Question

I am seing a lot of too many open files exceptions in the execution of my program. Typically those occur in the following form:

org.jboss.netty.channel.ChannelException: Failed to create a selector.

...
Caused by: java.io.IOException: Too many open files

However, those are not the only exceptions. I have observed similar ones (caused by "too many open files") but those are much less frequent.

Strangely enough i have set the limit of open files of the screen session (from where i launch my programs) as 1M:

root@s11:~/fabiim-cbench# ulimit -a
core file size          (blocks, -c) 0
data seg size           (kbytes, -d) unlimited
scheduling priority             (-e) 20
file size               (blocks, -f) unlimited
pending signals                 (-i) 16382
max locked memory       (kbytes, -l) 64
max memory size         (kbytes, -m) unlimited
**open files                      (-n) 1000000**
pipe size            (512 bytes, -p) 8
POSIX message queues     (bytes, -q) 819200
real-time priority              (-r) 0
stack size              (kbytes, -s) 8192
cpu time               (seconds, -t) unlimited
max user processes              (-u) unlimited
virtual memory          (kbytes, -v) unlimited
file locks                      (-x) unlimited

Moreover, as observed by the output of lsof -p I see no more that 1111 open files (sockets, pipes, files) before the exceptions are thrown.

Question: What is wrong and/or how can i dig deeper into this problem.

Extra: I am currently integrating Floodlight with bft-smart.
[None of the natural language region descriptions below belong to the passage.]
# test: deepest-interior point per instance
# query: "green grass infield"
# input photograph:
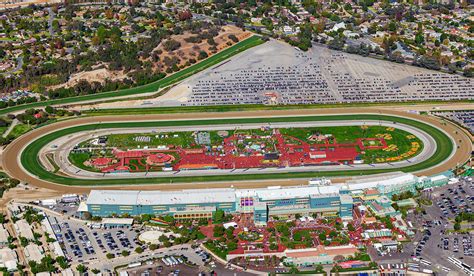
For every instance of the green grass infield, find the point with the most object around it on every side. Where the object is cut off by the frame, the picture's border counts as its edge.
(30, 160)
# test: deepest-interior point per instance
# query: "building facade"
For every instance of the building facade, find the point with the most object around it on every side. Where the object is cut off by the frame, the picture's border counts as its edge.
(321, 198)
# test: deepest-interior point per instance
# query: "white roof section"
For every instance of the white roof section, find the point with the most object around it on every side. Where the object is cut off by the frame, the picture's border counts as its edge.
(209, 196)
(381, 180)
(123, 197)
(438, 177)
(24, 229)
(118, 221)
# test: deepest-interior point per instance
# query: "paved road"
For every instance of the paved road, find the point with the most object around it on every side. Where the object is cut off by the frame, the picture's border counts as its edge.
(67, 143)
(12, 166)
(19, 65)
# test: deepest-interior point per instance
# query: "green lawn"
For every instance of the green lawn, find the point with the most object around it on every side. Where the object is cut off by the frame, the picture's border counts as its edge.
(151, 87)
(19, 130)
(30, 162)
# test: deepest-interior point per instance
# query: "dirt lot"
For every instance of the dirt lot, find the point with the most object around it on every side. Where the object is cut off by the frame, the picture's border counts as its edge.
(189, 50)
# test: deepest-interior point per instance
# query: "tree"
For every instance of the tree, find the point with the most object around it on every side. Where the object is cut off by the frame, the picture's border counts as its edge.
(81, 268)
(350, 227)
(457, 226)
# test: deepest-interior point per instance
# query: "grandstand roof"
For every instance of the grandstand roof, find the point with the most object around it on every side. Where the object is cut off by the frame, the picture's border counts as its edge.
(160, 197)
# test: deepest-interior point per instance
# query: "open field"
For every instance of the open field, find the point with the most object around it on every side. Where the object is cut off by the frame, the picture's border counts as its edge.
(318, 76)
(152, 87)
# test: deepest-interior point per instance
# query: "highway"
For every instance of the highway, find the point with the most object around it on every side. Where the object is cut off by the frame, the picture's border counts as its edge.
(12, 166)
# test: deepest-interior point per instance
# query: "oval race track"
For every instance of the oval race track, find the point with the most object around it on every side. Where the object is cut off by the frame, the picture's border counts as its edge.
(12, 165)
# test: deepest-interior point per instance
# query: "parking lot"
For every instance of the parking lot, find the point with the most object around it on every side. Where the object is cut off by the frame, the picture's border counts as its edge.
(81, 243)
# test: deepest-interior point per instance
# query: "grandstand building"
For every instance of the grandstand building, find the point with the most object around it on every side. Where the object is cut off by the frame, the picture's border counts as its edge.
(322, 198)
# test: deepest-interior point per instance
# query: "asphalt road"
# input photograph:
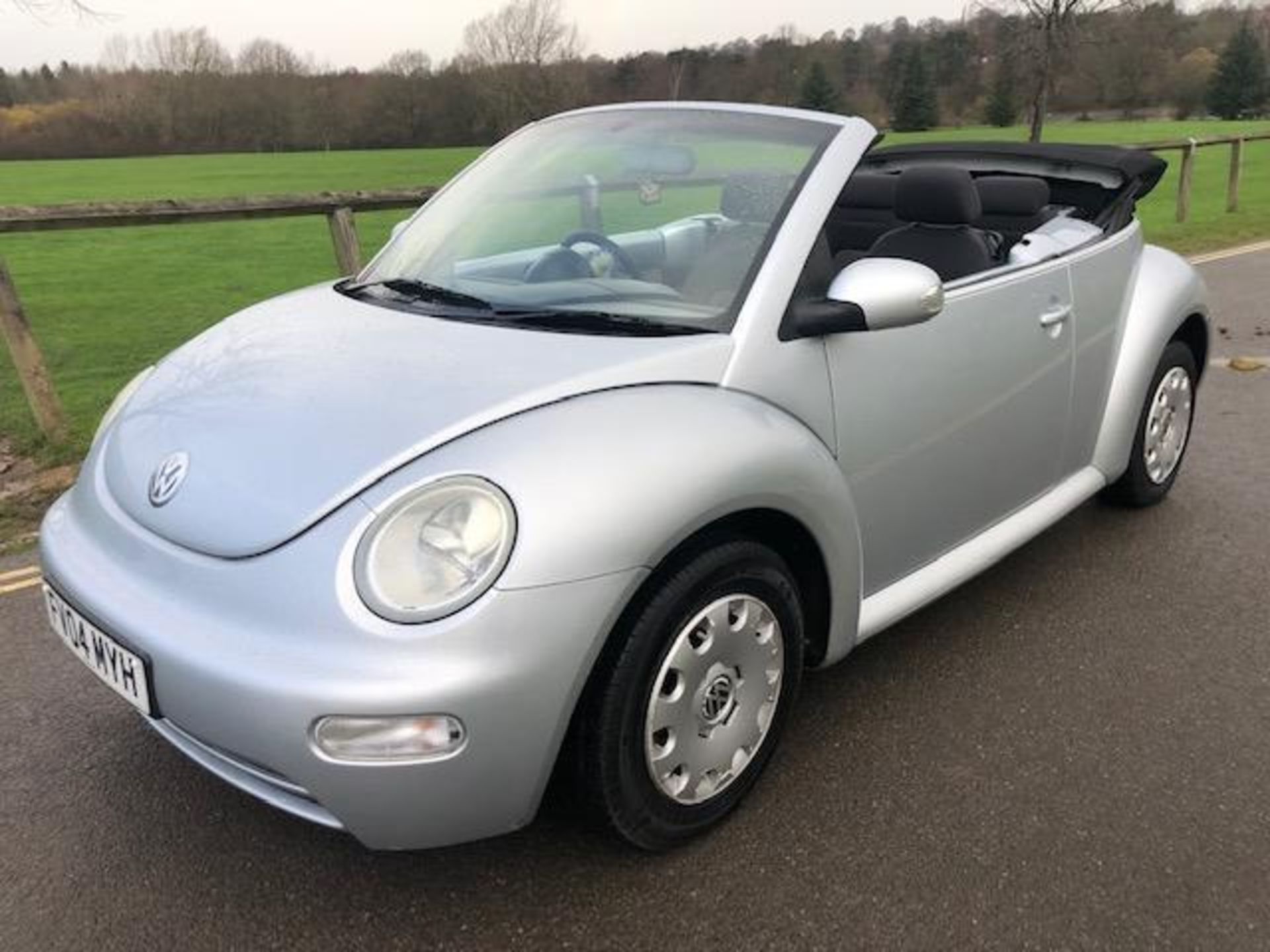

In a nutshell the floodlight process is the one crashing with too much open files exceptions when executing a stress test launched by a benchmark program. This benchmark program will maintain 64 tcp connections to the floodlight process which in turn should maintain at least 64 * 3 tcp connections to the bft-smart replicas. Both programs use netty to manage these connections.

Était-ce utile?

La solution

First thing to check—can you run ulimit from inside your Java process to make sure that the file limit is the same inside? Code like this should work:

InputStream is = Runtime.getRuntime().exec(new String[] {"bash", "-c", "ulimit -a"}).getInputStream();
int c;
while ((c = is.read()) != -1) {
    System.out.write(c);
}

If the limit still shows 1 million, well, you’re up for some hard debugging.

Here are a couple of things that I would look into if I had to debug this—

  1. Are you running out of tcp port numbers? What does netstat -an show when you hit this error?

  2. Use strace to find out exactly what system call with what parameters is causing this error to be thrown. EMFILE is a return value of 24.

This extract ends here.